Asaf karısının sofrayı toplamasına yardımcı olduktan sonra, Aybala'nın hazırlanmasını bekleyip beraber evden çıkmışlardı. Aybala kendi aracını almamıştı. Akşam dönüşte kocası alacaktı tekrar.
"Yavrum erken çıkabilirim, seni ararım ona göre haber veririm"
"Tamam hayatım, haberleşiriz"
"Dükkanı Aysun abla mı açıyor"
"Aynen. Yedek anahtarı ona verdim, sabahları o açıyor akşam erken çıkarsam o kapatıyor."
"İyi bakalım..." kısa süren yolculuğun ardından dükkanın önünde durunca Aybala kocasını öpüp el sallayarak dükkana girmişti. Onun bu cıvıl cıvıl halleri şüphesiz ruhunu okşayıp kendisini iyi hissetmesine sebep oluyordu.
~
"Öğretmenim nasılsınız?" Soruyu soran 7/E sınıfından Zehra idi. Dersine girdiği sınıflar içinde en sevdiği öğrenciler arasındaydı. Kendisi 3. Katta nöbetçilik yaparken yanına gelivermişti. Hatta hemen hemen her teneffüste gelip hal hatır soruyor, kendisiyle bazen de dertleşiyordu.

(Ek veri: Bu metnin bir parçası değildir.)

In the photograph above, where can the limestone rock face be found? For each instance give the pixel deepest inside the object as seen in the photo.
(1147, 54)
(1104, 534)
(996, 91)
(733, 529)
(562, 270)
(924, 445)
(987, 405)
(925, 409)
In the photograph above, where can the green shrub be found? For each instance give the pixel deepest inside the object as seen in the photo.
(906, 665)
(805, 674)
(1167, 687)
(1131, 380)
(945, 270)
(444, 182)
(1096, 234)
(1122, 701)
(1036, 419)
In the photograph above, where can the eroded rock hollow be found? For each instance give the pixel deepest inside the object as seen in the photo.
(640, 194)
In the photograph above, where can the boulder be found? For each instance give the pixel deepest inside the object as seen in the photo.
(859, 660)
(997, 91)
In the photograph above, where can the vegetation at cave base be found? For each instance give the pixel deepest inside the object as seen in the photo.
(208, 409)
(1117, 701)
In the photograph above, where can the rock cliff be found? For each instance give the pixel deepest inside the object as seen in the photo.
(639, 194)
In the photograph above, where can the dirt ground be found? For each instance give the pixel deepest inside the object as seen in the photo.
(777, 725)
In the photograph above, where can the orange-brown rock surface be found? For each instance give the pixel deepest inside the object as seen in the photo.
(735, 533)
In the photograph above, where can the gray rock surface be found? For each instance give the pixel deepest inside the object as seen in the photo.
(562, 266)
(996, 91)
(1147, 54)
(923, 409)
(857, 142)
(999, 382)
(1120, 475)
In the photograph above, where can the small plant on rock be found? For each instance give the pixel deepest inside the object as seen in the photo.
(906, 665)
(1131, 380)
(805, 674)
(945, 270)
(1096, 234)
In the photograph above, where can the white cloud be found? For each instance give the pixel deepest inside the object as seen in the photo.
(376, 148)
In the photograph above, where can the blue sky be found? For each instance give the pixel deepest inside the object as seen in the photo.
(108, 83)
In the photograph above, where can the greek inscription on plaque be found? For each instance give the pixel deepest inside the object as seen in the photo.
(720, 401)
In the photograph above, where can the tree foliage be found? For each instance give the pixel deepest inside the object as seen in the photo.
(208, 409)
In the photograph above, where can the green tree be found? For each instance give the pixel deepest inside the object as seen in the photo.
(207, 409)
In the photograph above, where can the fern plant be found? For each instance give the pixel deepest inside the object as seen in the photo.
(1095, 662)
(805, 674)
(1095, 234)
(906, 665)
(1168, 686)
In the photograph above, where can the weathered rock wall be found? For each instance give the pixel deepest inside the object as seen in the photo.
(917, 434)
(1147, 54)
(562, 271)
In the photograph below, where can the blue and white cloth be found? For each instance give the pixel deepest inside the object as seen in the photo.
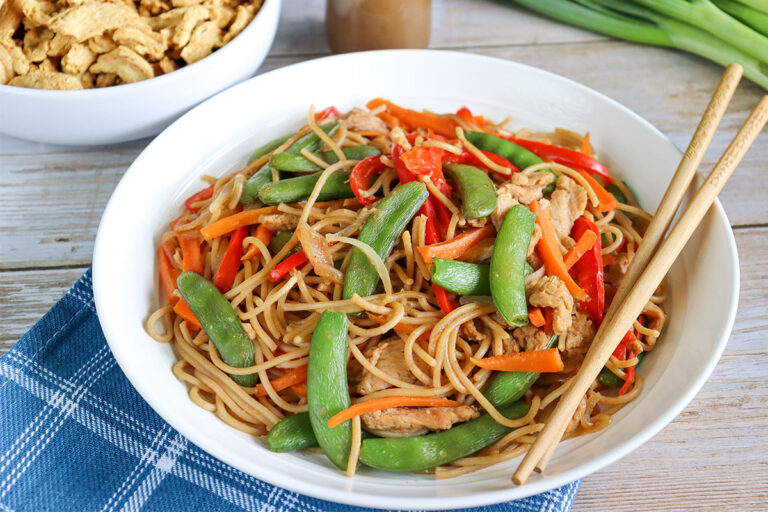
(76, 436)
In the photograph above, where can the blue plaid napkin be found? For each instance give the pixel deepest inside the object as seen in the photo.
(75, 435)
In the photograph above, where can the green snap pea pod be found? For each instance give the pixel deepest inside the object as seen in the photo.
(508, 387)
(478, 195)
(292, 433)
(327, 388)
(507, 277)
(464, 278)
(518, 155)
(297, 163)
(278, 240)
(254, 184)
(300, 188)
(269, 147)
(461, 277)
(419, 453)
(220, 323)
(381, 230)
(610, 379)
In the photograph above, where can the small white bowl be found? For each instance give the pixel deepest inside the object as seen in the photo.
(131, 111)
(217, 136)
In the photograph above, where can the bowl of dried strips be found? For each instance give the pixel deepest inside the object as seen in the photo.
(102, 72)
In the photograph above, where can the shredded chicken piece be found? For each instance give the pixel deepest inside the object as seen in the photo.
(551, 292)
(410, 421)
(279, 221)
(520, 189)
(568, 202)
(526, 338)
(360, 120)
(389, 357)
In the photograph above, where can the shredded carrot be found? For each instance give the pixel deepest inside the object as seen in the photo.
(238, 220)
(416, 119)
(606, 200)
(586, 147)
(168, 275)
(549, 251)
(388, 402)
(300, 389)
(538, 361)
(585, 243)
(182, 309)
(457, 246)
(191, 256)
(536, 317)
(295, 376)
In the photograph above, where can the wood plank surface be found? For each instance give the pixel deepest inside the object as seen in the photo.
(713, 456)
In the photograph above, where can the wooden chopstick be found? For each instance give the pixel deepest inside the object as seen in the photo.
(614, 328)
(673, 196)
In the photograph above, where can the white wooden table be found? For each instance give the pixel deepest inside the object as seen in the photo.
(713, 456)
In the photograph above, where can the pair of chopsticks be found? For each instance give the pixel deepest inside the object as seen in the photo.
(654, 257)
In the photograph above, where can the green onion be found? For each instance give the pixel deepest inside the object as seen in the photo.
(696, 26)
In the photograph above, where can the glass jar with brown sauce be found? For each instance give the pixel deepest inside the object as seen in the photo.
(358, 25)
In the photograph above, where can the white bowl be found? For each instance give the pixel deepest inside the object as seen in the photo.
(216, 137)
(131, 111)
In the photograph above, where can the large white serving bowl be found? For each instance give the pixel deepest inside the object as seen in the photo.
(216, 138)
(131, 111)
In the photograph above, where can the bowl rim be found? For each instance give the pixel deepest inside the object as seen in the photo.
(480, 498)
(140, 86)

"İyim Zehracığım, sen nasılsın?"
"Bende iyiyim öğretmenim, bugün sizinle dersimiz olmayınca yanınıza gelmek istedim. Eksik hissediyoruz valla..." Leyla içten bir tebessümle bu güzel öğrencisine bakmısti.
"Teşekkür ederim zehracığım ama herkesin seninle aynı fikirde olduğunu düşünmüyorum.. "
"Yaani haklısınız öğretmenim. Ama ben sizin dersinizi çok seviyorum, valla..."
"Biliyorum kuzum... Sen çok başarılı bir öğrencisin.." mahcubiyetin ev sahipliği yaptığı bir utançla teşekkür etmişti.
"Teşekkür ederim hocam, sizde çok iyi bor ögretmensiniz, çok güzel anlatıyorsunuz. İyi ki bizim derse giriyorsunuz"
"Bende teşekkür ederim bu güzel iltifatların için."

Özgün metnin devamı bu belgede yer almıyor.